Manly takes the leg away from Hulga, gives her a lecture about her high-flying, educated attitude, and takes off--leaving her flabbergasted, alone, on one leg, some distance from her mother's house.


Mrs. Freeman has her own ideas, and will never admit herself wrong. Every morning she comes in to talk to Mrs. Hopewell as she has her breakfast. Joy, Mrs. Hopewell's daughter, who has an artificial leg and is thirty-two and highly educated, listens to them. Mrs. Freeman talks about her two daughters--one is fifteen, married and pregnant--and Joy listens. Joy calls the daughters Glycerin and Caramel.

Mrs. Hopewell likes to say that the Freemans and their girls are good country people, and Mrs. Freeman is a lady. When Mrs. Hopewell checked out their references, before she hired them, one gentleman told her that Mrs. Freeman was a problem--into everyone's business. Mrs. Hopewell, who had no other real possibilities, decided to hire them anyway and put Mrs. Freeman in charge of knowing everything Mrs. Hopewell was good at seeing people's usefulness, and the Freeman's had been with her four years. Nothing is perfect is one of Mrs. Hopewell's favorite sayings.

Mrs.

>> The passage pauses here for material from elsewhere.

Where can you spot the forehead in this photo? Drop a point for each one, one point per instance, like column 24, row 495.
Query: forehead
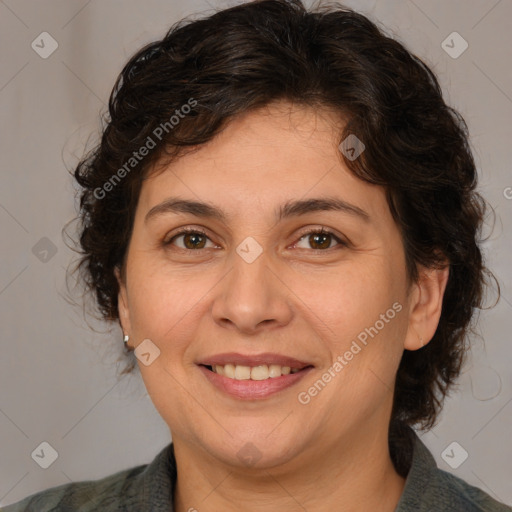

Freeman always knows everything before anyone else. I always said so myself is one of her favorite sayings. Joy used to listen to the women talk over breakfast, Mrs. Freeman hanging in the doorway and her mother getting a bit impatient. Mrs. Hopewell had had plenty of other people before, who didn't work out. Then she'd walk the farm with Joy, who was so glum that Mrs. Hopewell told her not to come along if she was going to be like that. Joy told her that she'd just have to take her as she was. Mrs. Hopewell excused these kind of remarks because of the leg, shot clean off in a hunting accident. Thirty-two, and never danced a step! Joy legally changed her name to Hulga--Mrs. Hopewell figured she had chosen the ugliest name she could find and refused to call her that. Hulga didn't like the Freemans, until she figured out that Mrs. Freeman and her girls could distract her mother from her focus on her. And Mrs. Freeman was fascinating: you simply couldn't insult the woman, or if she was mad at you it would be a mystery why. And, then, one day, Mrs. Freeman just started calling her "Hulga," but never around Mrs. Hopewell. Hulga/Joy didn't like Mrs. Freeman using her new name. It was as if Mrs. Freeman were being too personal, had come to close to some secret of Hulga's. then Hulga figured it out: Mrs. Freeman was fascinated by the artificial leg--she could listen to the story over and over again, from Mrs. Hopewell, and be freshly engrossed each time.

Hulga stumped into the kitchen each morning--she didn't have to, but she seemed to like being unpleasant. Mrs. Hopewell thought that Joy could be attractive, if she wanted to be. People who look on the bright side can be beautiful, even they aren't, she thought--and said aloud. She was sorry Joy had got the Ph.D. Now there would be no more school to send her off to, where she might meet some nice young people. But there was another problem anyway: Joy had a weak heart and probably wouldn't see forty-five anyway. If it weren't for this, Joy might at least be at some university, lecturing to young scarecrows like herself--instead of home dressed in old clothes and stumping around the house all sullen. She was brilliant, without a grain of sense. And she said things that Mrs. Hopewell could not understand, talking about how Mrs. Hopewell could never look inside herself, that someone named Malebranche was right. All Mrs. Hopewell had said was that a smile never hurt anyone.

Unfortunately, Joy's Ph. D. was in philosophy. You could say your daughter was a teacher--or a chemical engineer, even--but you couldn't say your daughter was a philosopher! Joy looked at young men like she could smell how stupid they were. Joy read books that no regular human could understand--gibberish.